One thing that I disliked in the Woman's Hour discussion of prostitution is when presenter Jane Garvey said that you can use statistics to prove anything. People can try to use statistics to prove anything but bad statistics can be challenged. I don't think the BBC should just allow false statistics to be broadcast if they can't be backed up. The BBC Radio 4 programme More or Less is very good at debunking incorrect statistics.

Dr Brooke Magnanti's book The Sex Myth debunks many of the statistics used by people who want to ban pornography, erotic dancing and prostitution. I especially like the chapter in her book about the belief that the presence of lap dancing clubs in Camden has increased the incidence of rape. Dr Magnanti - who is a trained statistician and a former sex worker - shows that this belief is false.

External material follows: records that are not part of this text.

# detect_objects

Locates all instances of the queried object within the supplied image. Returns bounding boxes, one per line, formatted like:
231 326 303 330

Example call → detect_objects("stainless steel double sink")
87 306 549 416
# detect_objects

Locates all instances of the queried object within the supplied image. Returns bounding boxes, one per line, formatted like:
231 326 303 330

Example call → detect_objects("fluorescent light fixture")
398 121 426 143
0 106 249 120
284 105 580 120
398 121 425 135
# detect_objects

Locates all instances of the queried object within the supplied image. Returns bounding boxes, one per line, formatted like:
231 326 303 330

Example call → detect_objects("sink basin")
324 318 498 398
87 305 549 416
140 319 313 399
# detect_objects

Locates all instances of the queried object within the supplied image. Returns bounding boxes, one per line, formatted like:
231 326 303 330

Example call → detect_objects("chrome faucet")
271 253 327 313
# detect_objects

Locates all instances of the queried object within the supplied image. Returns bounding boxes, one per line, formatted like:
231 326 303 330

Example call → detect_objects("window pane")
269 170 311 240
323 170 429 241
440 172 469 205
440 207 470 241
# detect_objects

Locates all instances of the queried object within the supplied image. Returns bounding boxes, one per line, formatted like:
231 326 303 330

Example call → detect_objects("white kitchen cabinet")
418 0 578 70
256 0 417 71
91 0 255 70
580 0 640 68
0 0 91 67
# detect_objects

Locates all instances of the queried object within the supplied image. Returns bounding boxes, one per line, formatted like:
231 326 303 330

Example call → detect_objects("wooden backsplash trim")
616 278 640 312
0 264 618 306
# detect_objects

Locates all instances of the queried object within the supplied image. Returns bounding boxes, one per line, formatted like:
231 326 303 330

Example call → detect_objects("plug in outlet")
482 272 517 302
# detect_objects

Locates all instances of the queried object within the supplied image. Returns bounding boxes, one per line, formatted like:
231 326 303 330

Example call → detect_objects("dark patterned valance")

So statistics are important because they support the cause of decriminalizing sex work and not criminalizing the clients of sex workers. I can't accept the idea that statistics can prove anything and we just have to go with our gut feelings. Are most sex workers in Britain coerced or aren't they? It's not that difficult to get to the truth. The debate is hotting up, and the consequences could be that the lives of sex workers are made more difficult and dangerous if the law is changed on the basis of the falsehood of religious extremists and radical feminists.

UPDATE: I've just found out that Croydon Community Against Trafficking are screening a film about trafficking at the New Life Christian Centre in Croydon. "Our fellowship is in the evangelical and Pentecostal/charismatic traditions that lay emphasis on Bible based faith and an ongoing experience of the Holy Spirit." The same type of Christian are causing trouble for gays in Africa.

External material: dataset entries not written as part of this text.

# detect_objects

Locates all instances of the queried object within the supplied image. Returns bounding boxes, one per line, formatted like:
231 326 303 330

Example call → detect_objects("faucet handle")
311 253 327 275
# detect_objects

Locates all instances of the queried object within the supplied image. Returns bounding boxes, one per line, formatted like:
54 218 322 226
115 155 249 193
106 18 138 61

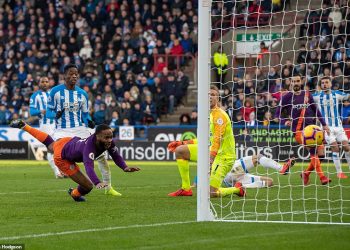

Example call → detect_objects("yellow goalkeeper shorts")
210 155 235 188
187 144 198 162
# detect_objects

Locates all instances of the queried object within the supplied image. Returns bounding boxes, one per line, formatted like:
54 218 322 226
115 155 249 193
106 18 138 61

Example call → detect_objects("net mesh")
211 0 350 223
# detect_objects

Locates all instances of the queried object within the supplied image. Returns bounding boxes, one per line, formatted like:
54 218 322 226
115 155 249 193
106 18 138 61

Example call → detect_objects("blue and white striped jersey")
29 90 55 124
312 90 350 127
48 84 89 128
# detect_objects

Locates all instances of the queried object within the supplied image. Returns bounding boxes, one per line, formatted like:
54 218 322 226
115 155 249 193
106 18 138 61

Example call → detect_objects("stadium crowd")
0 0 198 125
216 1 350 126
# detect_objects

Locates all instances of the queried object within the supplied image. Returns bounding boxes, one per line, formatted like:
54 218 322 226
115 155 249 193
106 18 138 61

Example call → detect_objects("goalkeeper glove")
88 120 95 129
55 110 63 120
168 140 193 153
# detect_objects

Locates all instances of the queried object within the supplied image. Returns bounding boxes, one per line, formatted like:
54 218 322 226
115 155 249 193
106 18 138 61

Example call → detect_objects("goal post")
197 0 350 225
197 0 214 221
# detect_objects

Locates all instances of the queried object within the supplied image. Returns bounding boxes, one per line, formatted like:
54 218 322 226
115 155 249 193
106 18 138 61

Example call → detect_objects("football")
303 125 324 147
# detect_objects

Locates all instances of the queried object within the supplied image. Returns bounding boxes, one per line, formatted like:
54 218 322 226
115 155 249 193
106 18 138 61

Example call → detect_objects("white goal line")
0 221 197 241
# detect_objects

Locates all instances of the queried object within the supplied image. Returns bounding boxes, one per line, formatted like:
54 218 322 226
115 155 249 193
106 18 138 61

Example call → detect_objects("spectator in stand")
241 99 255 122
263 111 277 127
153 84 168 116
131 103 144 125
246 112 259 127
341 100 350 125
328 4 343 28
257 42 269 66
0 103 8 125
142 95 158 125
180 114 191 125
248 0 266 26
213 45 228 88
0 0 198 124
94 103 107 125
163 74 177 114
191 109 198 125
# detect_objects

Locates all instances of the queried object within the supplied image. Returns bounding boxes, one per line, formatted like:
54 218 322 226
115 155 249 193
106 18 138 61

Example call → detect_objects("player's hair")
290 73 304 79
63 63 78 74
95 124 111 134
320 76 332 83
210 85 220 93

As it says in this Independent article 'Roger Ross Williams, the director of God Loves Uganda, a documentary about the influence of conservative US Christians in the East African nation, said, “The anti-homosexuality bill would never have come about without the involvement of American fundamentalist evangelicals.”' I'm sure that they would like to cause trouble for gay men and lesbian women in this country but public opinion won't allow it, but they can make trouble for sex workers by confusing people about the true nature of sex work.

I have been looking at the document produced by Evangelical/Pentecostal Gavin Shuker and his all party parliamentary group. There is very little in the way of facts and figures, it doesn't seem to refer to research, but there is a lot of opinion and some anecdotal evidence. They don't have any information to back up their assertions.

I've found out more about the 127 statistic. Laura Lee on this page states:-
"Given his obsession with this 127 statistic, I'd like to clarify: the statistic relates to 118 murders that occurred between 1985 and 2012 being investigated by a police cold case team in the Netherlands. In 25 of the cases, the victims were not sex workers, or it is not known if they were sex workers or not. Most of the sex worker victims were working illegally and outdoors, not indoors. Eighty-six of the murders took place before October 1, 2000 (i.e. before prostitution was legalised in the Netherlands)."

I don't know if Rachel Moran was ever really a sex worker and I don't know what her association with Ruhama is, but we can be sure her '127 women murdered in Dutch prostitution in the last 15 years' statistic is false. If she was really concerned about the deaths of prostitutes then she would try to get her facts straight.